As another example, specifying str.lower as the key function is a way to force the sorting to treat uppercase and lowercase the same:

## "key" argument specifying str.lower function to use for sorting
print sorted(strs, key=str.lower)  ## ['aa', 'BB', 'CC', 'zz']

You can also pass in your own my_function as the key function, like this:

## Say we have a list of strings we want to sort by the last letter of the string.
strs = ['xc', 'zb', 'yd' ,'wa']
## Write a little function that takes a string, and returns its last letter.
## This will be the key function (takes in 1 value, returns 1 value).
def my_function(s):
return s[-1]
## Now pass key=my_function to sorted() to sort by the last letter:
print sorted(strs, key=my_function)  ## ['wa', 'zb', 'xc', 'yd']
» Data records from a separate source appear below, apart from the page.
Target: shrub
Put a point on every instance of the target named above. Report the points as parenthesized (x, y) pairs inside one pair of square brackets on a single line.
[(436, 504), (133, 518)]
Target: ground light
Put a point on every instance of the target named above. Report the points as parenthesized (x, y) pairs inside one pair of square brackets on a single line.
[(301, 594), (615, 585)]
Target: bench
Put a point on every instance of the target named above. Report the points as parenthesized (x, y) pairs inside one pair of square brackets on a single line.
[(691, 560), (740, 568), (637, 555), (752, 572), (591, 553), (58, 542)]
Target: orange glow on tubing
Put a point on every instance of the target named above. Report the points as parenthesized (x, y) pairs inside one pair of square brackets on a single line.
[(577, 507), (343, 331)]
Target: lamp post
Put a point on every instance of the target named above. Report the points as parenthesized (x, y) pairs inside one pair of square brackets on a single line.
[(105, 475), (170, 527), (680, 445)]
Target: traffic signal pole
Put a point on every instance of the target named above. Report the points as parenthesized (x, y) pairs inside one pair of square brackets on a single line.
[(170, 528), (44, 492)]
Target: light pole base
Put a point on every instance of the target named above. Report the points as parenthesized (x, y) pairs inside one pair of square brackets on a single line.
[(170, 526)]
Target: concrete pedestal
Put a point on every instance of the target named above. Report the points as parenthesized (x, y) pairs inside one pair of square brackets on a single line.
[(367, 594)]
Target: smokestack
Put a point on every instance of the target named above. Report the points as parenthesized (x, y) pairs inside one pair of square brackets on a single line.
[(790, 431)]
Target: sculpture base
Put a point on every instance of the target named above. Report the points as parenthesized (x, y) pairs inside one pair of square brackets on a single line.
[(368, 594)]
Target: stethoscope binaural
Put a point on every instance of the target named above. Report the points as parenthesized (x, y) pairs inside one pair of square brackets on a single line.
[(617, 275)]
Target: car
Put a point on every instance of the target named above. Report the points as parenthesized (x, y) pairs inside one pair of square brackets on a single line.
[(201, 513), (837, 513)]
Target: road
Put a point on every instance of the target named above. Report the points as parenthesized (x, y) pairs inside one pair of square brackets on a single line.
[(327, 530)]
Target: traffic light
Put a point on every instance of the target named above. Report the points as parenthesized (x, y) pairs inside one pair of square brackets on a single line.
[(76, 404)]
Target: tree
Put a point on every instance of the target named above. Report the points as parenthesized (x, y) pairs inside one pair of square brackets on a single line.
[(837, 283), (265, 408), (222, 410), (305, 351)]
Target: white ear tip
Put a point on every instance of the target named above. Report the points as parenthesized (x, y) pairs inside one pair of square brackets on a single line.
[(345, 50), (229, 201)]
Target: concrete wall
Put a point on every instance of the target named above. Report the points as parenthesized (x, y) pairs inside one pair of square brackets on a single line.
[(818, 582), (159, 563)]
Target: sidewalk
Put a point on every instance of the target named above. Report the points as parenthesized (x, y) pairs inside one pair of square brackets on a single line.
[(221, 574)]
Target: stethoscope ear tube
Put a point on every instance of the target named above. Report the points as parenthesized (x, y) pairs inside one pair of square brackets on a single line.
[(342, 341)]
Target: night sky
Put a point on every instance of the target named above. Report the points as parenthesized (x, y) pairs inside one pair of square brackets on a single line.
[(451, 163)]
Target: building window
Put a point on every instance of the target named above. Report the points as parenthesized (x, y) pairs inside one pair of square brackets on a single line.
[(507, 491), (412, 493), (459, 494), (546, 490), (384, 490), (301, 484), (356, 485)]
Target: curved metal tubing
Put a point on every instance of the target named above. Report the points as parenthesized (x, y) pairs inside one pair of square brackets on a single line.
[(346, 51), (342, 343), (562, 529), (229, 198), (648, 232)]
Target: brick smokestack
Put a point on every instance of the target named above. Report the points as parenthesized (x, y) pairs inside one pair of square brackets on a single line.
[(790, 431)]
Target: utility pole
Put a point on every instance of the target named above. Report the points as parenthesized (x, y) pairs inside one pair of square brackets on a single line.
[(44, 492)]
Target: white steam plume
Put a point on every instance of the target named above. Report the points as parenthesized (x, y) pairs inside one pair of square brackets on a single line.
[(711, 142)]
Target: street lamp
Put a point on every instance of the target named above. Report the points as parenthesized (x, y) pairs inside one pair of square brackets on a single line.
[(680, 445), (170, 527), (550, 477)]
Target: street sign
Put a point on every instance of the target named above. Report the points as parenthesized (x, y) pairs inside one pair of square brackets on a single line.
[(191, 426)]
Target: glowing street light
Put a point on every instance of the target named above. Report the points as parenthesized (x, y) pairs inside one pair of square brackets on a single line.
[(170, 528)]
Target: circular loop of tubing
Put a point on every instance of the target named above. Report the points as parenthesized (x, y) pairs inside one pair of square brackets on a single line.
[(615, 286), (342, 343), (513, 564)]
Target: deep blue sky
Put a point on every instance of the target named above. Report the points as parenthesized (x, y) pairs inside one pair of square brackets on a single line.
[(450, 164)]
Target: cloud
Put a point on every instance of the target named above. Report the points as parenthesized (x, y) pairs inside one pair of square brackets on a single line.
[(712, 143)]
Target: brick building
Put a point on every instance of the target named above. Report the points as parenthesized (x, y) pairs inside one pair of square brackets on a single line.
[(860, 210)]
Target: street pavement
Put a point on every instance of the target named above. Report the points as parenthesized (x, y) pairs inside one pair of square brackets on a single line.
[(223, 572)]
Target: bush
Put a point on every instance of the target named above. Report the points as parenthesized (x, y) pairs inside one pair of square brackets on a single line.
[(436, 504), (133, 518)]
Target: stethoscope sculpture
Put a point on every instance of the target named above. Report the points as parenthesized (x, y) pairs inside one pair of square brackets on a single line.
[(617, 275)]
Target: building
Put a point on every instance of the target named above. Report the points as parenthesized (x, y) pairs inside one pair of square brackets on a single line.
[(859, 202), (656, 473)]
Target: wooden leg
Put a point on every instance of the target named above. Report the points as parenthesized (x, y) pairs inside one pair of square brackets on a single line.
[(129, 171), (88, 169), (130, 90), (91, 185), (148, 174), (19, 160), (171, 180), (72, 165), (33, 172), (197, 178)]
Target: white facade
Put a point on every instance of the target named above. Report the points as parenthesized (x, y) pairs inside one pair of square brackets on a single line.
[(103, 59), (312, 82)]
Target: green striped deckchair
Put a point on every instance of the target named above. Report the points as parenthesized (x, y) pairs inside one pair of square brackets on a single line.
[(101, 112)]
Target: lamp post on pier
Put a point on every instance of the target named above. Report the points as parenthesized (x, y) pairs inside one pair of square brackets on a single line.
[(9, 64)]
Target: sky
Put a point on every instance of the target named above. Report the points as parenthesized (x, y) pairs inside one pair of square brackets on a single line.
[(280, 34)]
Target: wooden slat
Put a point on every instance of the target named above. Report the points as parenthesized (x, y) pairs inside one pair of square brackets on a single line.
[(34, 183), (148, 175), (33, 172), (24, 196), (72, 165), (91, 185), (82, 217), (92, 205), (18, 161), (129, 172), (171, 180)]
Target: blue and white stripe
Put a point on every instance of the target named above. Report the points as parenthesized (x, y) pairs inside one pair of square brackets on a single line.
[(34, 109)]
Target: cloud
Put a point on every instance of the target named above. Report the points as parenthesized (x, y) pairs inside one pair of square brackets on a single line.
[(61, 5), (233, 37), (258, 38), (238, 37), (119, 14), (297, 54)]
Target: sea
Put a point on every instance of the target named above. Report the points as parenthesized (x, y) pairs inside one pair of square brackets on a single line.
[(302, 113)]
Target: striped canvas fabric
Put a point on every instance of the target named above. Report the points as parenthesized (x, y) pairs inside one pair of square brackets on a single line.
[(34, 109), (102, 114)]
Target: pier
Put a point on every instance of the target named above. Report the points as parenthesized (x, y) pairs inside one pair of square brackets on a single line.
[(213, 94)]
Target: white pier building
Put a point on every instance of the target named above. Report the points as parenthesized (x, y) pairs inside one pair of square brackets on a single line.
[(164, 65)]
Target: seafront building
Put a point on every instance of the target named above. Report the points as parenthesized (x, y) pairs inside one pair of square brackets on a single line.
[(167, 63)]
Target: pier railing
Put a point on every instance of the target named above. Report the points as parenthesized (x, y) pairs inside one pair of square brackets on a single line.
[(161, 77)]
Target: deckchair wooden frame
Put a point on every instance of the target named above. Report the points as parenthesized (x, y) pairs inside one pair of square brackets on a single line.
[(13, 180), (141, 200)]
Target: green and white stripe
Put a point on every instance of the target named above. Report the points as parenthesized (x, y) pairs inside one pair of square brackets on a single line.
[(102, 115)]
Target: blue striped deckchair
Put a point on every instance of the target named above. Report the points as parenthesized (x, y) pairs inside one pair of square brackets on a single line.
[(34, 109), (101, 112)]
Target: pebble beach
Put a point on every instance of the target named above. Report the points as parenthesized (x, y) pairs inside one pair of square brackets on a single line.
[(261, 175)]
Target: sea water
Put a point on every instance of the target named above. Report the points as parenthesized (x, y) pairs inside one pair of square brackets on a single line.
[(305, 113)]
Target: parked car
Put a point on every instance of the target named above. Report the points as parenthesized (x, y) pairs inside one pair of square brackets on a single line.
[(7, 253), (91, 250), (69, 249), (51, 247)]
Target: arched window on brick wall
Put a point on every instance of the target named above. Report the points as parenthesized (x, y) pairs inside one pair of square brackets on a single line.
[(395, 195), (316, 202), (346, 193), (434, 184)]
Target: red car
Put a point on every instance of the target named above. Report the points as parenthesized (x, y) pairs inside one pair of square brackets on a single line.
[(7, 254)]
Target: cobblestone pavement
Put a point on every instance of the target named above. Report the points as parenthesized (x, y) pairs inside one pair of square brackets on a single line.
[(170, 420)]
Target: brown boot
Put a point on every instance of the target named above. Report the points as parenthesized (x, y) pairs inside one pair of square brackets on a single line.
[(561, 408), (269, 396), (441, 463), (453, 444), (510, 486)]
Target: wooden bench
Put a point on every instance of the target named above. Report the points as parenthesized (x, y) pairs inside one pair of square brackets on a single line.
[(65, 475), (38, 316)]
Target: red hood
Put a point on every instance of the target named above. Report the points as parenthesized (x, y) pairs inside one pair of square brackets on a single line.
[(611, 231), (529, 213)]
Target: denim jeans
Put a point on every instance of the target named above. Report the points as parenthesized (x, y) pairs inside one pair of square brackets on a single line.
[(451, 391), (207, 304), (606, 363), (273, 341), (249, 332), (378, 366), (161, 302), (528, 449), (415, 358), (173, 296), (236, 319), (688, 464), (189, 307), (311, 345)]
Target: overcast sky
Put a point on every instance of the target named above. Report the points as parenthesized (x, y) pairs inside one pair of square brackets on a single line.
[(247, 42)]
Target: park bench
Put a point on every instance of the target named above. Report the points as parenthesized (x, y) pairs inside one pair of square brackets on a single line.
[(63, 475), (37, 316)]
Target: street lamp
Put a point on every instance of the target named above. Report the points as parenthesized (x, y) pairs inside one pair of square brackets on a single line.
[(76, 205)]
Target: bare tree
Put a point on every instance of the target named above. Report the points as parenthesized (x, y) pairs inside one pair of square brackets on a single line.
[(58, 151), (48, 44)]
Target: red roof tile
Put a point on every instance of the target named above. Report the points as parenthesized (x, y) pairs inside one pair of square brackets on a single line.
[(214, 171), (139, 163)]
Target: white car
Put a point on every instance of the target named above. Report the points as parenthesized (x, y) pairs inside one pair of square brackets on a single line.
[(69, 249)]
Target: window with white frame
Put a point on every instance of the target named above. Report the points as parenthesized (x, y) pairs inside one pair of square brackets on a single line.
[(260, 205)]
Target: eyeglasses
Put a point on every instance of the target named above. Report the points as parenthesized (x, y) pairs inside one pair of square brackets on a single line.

To use key= custom sorting, remember that you provide a function that takes one value and returns the proxy value to guide the sorting. There is also an optional argument cmp=cmpFn to sorted() that specifies a traditional two-argument comparison function that takes two values from the list and returns negative/0/positive to indicate their ordering. The built in comparison function for strings, ints, … is cmp(a, b), so often you want to call cmp() in your custom comparator. The newer one argument key= sorting is generally preferable.

sorted() vs list.sort()

As an alternative to sorted(), the sort() method on a list sorts that list into ascending order, e.g. list.sort(). The sort() method changes the underlying list and returns None, so use it like this:

alist.sort()            ## correct
alist = blist.sort()    ## NO incorrect, sort() returns None

The above is a very common misunderstanding with sort() — it does not return the sorted list. The sort() method must be called on a list; it does not work on any enumerable collection (but the sorted() function above works on anything). The sort() method predates the sorted() function, so you will likely see it in older code. The sort() method does not need to create a new list, so it can be a little faster in the case that the elements to sort are already in a list.

File input-output

The open() function opens and returns a file handle that can be used to read or write a file in the usual way. The code f = open('name', 'r') opens the file into the variable f, ready for reading operations, and use f.close() when finished. Instead of 'r', use 'w' for writing, and 'a' for append. The special mode 'rU' is the “Universal” option for text files where it’s smart about converting different line-endings so they always come through as a simple '\n'.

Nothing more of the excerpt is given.